What evens out the power balance, at least within Breaking Point, is the fact that all Zach feels he is capable of doing is soldiering.
But the bottom line was that he didn’t know how to live a civilian life any longer. He could never be the family man with the house in the suburbs, the wife, the two kids, and the dog. The only way he knew how to go on was to keep fighting.
Despite all of his abilities, his competence, his ability to keep her bodily safe, he is not a good bet emotionally.
Natalie deserved a full and happy life with a man who wasn’t fucked up or in the line of fire, and he aimed to see she got her chance at it. He would get her safely home even if it cost him every last drop of his blood. But then they would go their separate ways. It sucked for him, really, because if ever he’d met a woman who made him feel . . .
Of course, this is a sort of paternalism in and of itself. In other words, Zach knows best here when really, maybe Natalie would rather have a few years with Zach than none at all. (And this is later brought to bear as Zach agrees that life is only worth living if he is with Natalie). By removing himself from her sphere, she doesn’t get to make that decision. (This is the crux of the conflict in Miranda Lee’s Not a Marrying Man).
Allowing someone to take care of you implies a lot of trust. In other words, by ceding control to the partner, the heroine has to know that the other person will still hold her with the same esteem. With someone you trust, the power exchange can happen. I think it is important that in each of the scenarios above, the heroines are asked permission. With the Navy SEAL archetype, men are not only trustworthy, but honorable and full of integrity. This type will understand that the directive is not to get in take control and hold control, but to take control for the moment in time that it is allowable. Let me take care of you.

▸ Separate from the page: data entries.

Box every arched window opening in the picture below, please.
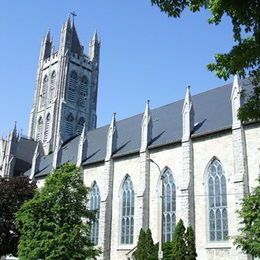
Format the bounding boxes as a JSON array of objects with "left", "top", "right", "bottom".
[
  {"left": 121, "top": 176, "right": 134, "bottom": 244},
  {"left": 43, "top": 114, "right": 51, "bottom": 142},
  {"left": 90, "top": 183, "right": 100, "bottom": 245},
  {"left": 68, "top": 71, "right": 78, "bottom": 103},
  {"left": 65, "top": 113, "right": 74, "bottom": 137},
  {"left": 208, "top": 159, "right": 228, "bottom": 241},
  {"left": 77, "top": 117, "right": 85, "bottom": 134},
  {"left": 49, "top": 71, "right": 56, "bottom": 103},
  {"left": 79, "top": 76, "right": 88, "bottom": 107},
  {"left": 37, "top": 117, "right": 43, "bottom": 141},
  {"left": 40, "top": 76, "right": 48, "bottom": 108},
  {"left": 162, "top": 168, "right": 176, "bottom": 242}
]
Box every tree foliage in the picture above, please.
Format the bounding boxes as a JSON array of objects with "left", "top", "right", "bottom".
[
  {"left": 135, "top": 228, "right": 157, "bottom": 260},
  {"left": 151, "top": 0, "right": 260, "bottom": 121},
  {"left": 162, "top": 241, "right": 173, "bottom": 260},
  {"left": 0, "top": 176, "right": 36, "bottom": 257},
  {"left": 234, "top": 179, "right": 260, "bottom": 257},
  {"left": 172, "top": 219, "right": 186, "bottom": 259},
  {"left": 16, "top": 164, "right": 100, "bottom": 260},
  {"left": 185, "top": 226, "right": 197, "bottom": 260}
]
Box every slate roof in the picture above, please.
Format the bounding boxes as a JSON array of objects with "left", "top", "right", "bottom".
[{"left": 33, "top": 78, "right": 254, "bottom": 179}]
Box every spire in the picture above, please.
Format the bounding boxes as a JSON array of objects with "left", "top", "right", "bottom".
[
  {"left": 140, "top": 100, "right": 151, "bottom": 153},
  {"left": 92, "top": 30, "right": 99, "bottom": 42},
  {"left": 231, "top": 75, "right": 242, "bottom": 129},
  {"left": 12, "top": 121, "right": 17, "bottom": 138},
  {"left": 89, "top": 30, "right": 100, "bottom": 62},
  {"left": 105, "top": 113, "right": 117, "bottom": 161},
  {"left": 60, "top": 14, "right": 82, "bottom": 55},
  {"left": 182, "top": 86, "right": 194, "bottom": 142},
  {"left": 30, "top": 143, "right": 40, "bottom": 179},
  {"left": 46, "top": 30, "right": 51, "bottom": 42},
  {"left": 77, "top": 123, "right": 87, "bottom": 167},
  {"left": 40, "top": 30, "right": 52, "bottom": 61}
]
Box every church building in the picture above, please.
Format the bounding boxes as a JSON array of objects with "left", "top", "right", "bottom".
[{"left": 0, "top": 17, "right": 259, "bottom": 260}]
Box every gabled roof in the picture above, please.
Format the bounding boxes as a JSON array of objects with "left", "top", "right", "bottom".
[{"left": 33, "top": 78, "right": 254, "bottom": 178}]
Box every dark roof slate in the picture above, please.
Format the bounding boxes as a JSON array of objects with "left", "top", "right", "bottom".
[{"left": 34, "top": 78, "right": 254, "bottom": 177}]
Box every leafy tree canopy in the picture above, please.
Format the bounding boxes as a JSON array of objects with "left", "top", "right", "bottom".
[
  {"left": 16, "top": 164, "right": 101, "bottom": 260},
  {"left": 151, "top": 0, "right": 260, "bottom": 121},
  {"left": 235, "top": 179, "right": 260, "bottom": 257},
  {"left": 0, "top": 176, "right": 36, "bottom": 257}
]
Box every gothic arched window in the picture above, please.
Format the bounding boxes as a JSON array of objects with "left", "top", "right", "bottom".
[
  {"left": 65, "top": 113, "right": 74, "bottom": 137},
  {"left": 90, "top": 183, "right": 100, "bottom": 245},
  {"left": 43, "top": 113, "right": 51, "bottom": 142},
  {"left": 37, "top": 117, "right": 43, "bottom": 141},
  {"left": 49, "top": 71, "right": 56, "bottom": 103},
  {"left": 40, "top": 76, "right": 48, "bottom": 108},
  {"left": 79, "top": 76, "right": 88, "bottom": 107},
  {"left": 77, "top": 117, "right": 85, "bottom": 134},
  {"left": 208, "top": 159, "right": 228, "bottom": 241},
  {"left": 67, "top": 71, "right": 78, "bottom": 103},
  {"left": 121, "top": 176, "right": 134, "bottom": 244},
  {"left": 162, "top": 168, "right": 176, "bottom": 242}
]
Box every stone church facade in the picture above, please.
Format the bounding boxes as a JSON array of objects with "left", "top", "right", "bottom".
[{"left": 1, "top": 18, "right": 260, "bottom": 260}]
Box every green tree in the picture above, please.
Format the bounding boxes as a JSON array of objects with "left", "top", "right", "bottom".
[
  {"left": 151, "top": 0, "right": 260, "bottom": 122},
  {"left": 0, "top": 176, "right": 36, "bottom": 257},
  {"left": 162, "top": 241, "right": 173, "bottom": 260},
  {"left": 16, "top": 164, "right": 100, "bottom": 260},
  {"left": 135, "top": 228, "right": 157, "bottom": 260},
  {"left": 185, "top": 226, "right": 197, "bottom": 260},
  {"left": 172, "top": 219, "right": 186, "bottom": 259},
  {"left": 234, "top": 179, "right": 260, "bottom": 258},
  {"left": 146, "top": 228, "right": 157, "bottom": 260},
  {"left": 135, "top": 229, "right": 147, "bottom": 260}
]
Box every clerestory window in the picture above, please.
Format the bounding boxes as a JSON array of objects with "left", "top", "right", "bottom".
[
  {"left": 121, "top": 176, "right": 135, "bottom": 244},
  {"left": 90, "top": 182, "right": 100, "bottom": 245},
  {"left": 208, "top": 159, "right": 228, "bottom": 241},
  {"left": 162, "top": 168, "right": 176, "bottom": 242}
]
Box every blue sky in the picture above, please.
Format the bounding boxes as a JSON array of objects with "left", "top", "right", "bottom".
[{"left": 0, "top": 1, "right": 234, "bottom": 137}]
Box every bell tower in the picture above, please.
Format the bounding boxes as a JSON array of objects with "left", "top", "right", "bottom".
[{"left": 28, "top": 15, "right": 100, "bottom": 154}]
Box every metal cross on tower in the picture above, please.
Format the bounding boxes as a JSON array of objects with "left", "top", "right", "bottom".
[{"left": 70, "top": 12, "right": 77, "bottom": 23}]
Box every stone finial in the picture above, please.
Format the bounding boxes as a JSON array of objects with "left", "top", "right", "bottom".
[
  {"left": 30, "top": 143, "right": 40, "bottom": 180},
  {"left": 182, "top": 86, "right": 194, "bottom": 142},
  {"left": 231, "top": 75, "right": 242, "bottom": 129},
  {"left": 89, "top": 30, "right": 100, "bottom": 62},
  {"left": 77, "top": 123, "right": 87, "bottom": 167},
  {"left": 140, "top": 100, "right": 151, "bottom": 153},
  {"left": 105, "top": 113, "right": 117, "bottom": 162}
]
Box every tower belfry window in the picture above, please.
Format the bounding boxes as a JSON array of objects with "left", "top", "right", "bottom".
[
  {"left": 40, "top": 76, "right": 48, "bottom": 108},
  {"left": 79, "top": 76, "right": 88, "bottom": 107},
  {"left": 77, "top": 117, "right": 85, "bottom": 134},
  {"left": 68, "top": 71, "right": 78, "bottom": 103},
  {"left": 49, "top": 71, "right": 56, "bottom": 103},
  {"left": 65, "top": 113, "right": 74, "bottom": 137},
  {"left": 43, "top": 114, "right": 51, "bottom": 142},
  {"left": 37, "top": 117, "right": 43, "bottom": 141}
]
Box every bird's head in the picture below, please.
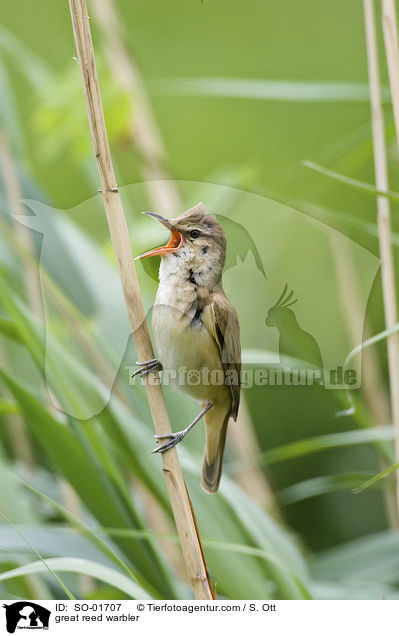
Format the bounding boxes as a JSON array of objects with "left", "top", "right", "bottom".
[{"left": 136, "top": 203, "right": 227, "bottom": 287}]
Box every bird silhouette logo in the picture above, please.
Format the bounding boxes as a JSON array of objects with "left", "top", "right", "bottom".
[{"left": 266, "top": 284, "right": 324, "bottom": 371}]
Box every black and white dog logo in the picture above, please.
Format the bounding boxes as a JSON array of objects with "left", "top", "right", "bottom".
[{"left": 2, "top": 603, "right": 50, "bottom": 633}]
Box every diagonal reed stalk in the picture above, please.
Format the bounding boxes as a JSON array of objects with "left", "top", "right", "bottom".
[
  {"left": 89, "top": 0, "right": 185, "bottom": 574},
  {"left": 382, "top": 0, "right": 399, "bottom": 145},
  {"left": 363, "top": 0, "right": 399, "bottom": 515},
  {"left": 68, "top": 0, "right": 214, "bottom": 599}
]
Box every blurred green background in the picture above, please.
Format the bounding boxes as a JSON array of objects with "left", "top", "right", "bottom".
[{"left": 0, "top": 0, "right": 399, "bottom": 600}]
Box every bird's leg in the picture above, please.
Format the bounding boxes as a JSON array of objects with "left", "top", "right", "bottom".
[
  {"left": 132, "top": 358, "right": 163, "bottom": 378},
  {"left": 152, "top": 401, "right": 214, "bottom": 454}
]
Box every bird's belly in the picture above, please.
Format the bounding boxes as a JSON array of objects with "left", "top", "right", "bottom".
[{"left": 152, "top": 303, "right": 225, "bottom": 402}]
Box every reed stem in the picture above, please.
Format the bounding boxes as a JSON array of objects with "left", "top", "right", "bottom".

I think that the appeal of the Navy SEAL archetype is less knowing where your clitoris is and more the concept that this is a type of man who will go to the ends of the earth to take care of you. The fantasy power balance is that he is emotionally fulfilled if you let him and the heroine ultimately controls the hero’s emotional happiness. I’ll leave you with this excerpt from Blue Eyed Devil.
Jack grinned. “I almost pity the bastard. Okay — you handle Cates, and I’ll set Dad straight on a few things.”
“No,” I said automatically, “don’t do anything about Dad. You can’t fix my relationship with him.”
“I can block or run interference.”
“Thanks, Jack, but I don’t need blocking, and I really don’t need any more interference.”
He looked annoyed. “Well, why did you waste all that time complaining to me if you didn’t want me to do something about it?”
“I don’t want you to fix my problems. I just wanted you to listen.”
“Hang it all, Haven, talk to a girlfriend if all you want is a pair of ears. Guys hate it when you give us a problem and then don’t let us do something about it. It makes us feel bad. And then the only way to make ourselves feel better is to rip a phone book in two or blow something up. So let’s get this straight — I’m not a good listener. I’m a guy.”